Les moulins créent aussi une porte d’entrée utile vers d’autres sujets de la région, de la restauration des bâtisses anciennes à l’agriculture sèche. Ils rappellent qu’un paysage ne se réduit pas à ses points de vue. Il est fait de travail, de matériaux, de décisions collectives et d’entretien patient. Dans le Luberon, prendre le temps devant une tour de pierre permet souvent de mieux comprendre le village situé juste en dessous.

Peut-on visiter librement les trois moulins du Luberon ?

Le Moulin de Jérusalem se découvre facilement depuis Goult, tandis que Salignan propose des visites guidées à certaines périodes. Le moulin Saint-Elzéar de Montfuron se visite sur rendez-vous, à organiser auprès de la commune.

Quel moulin choisir pour une sortie avec des enfants ?

Le Moulin de Salignan est particulièrement adapté grâce à son exposition sur les fossiles, la géologie et le verger conservatoire d’amandiers.
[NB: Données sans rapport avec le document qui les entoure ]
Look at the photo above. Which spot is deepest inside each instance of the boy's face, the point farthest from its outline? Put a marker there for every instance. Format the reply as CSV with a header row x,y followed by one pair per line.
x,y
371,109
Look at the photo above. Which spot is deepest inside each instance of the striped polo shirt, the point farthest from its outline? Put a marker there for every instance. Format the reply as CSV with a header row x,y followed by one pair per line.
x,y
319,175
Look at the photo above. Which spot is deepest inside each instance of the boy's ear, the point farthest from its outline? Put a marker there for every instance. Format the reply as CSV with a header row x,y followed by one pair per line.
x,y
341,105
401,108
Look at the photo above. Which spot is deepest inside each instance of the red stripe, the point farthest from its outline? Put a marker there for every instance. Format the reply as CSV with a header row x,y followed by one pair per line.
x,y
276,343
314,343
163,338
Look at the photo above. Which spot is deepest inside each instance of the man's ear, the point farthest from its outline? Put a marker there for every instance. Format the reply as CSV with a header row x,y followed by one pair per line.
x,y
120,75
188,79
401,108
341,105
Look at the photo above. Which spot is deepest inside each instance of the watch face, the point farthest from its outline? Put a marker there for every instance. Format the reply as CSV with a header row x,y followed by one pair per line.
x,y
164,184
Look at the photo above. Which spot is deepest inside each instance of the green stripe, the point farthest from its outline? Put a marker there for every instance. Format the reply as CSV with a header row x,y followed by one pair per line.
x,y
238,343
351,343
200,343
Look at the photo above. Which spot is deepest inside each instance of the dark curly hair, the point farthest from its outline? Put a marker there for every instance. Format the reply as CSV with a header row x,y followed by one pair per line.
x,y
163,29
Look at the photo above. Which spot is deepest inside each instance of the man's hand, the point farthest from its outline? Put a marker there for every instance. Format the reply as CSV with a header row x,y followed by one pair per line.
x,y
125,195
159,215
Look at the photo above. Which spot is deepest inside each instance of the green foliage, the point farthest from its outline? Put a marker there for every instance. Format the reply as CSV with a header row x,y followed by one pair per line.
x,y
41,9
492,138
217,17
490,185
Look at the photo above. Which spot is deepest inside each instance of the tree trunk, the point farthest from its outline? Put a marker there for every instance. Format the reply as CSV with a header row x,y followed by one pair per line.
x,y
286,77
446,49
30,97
La visite devient plus concrète qu’une simple observation de bâtiment ancien.

Quelle est la meilleure période pour suivre cet itinéraire ?

Avril, mai, septembre et octobre offrent des températures plus agréables et une circulation généralement plus simple. En plein été, il vaut mieux prévoir les visites tôt le matin ou en fin de journée.

Faut-il une voiture pour découvrir ces moulins ?

Oui, une voiture reste la solution la plus réaliste pour relier Goult, Salignan et Montfuron. Les transports collectifs ne permettent pas de bâtir un itinéraire fiable entre ces trois sites.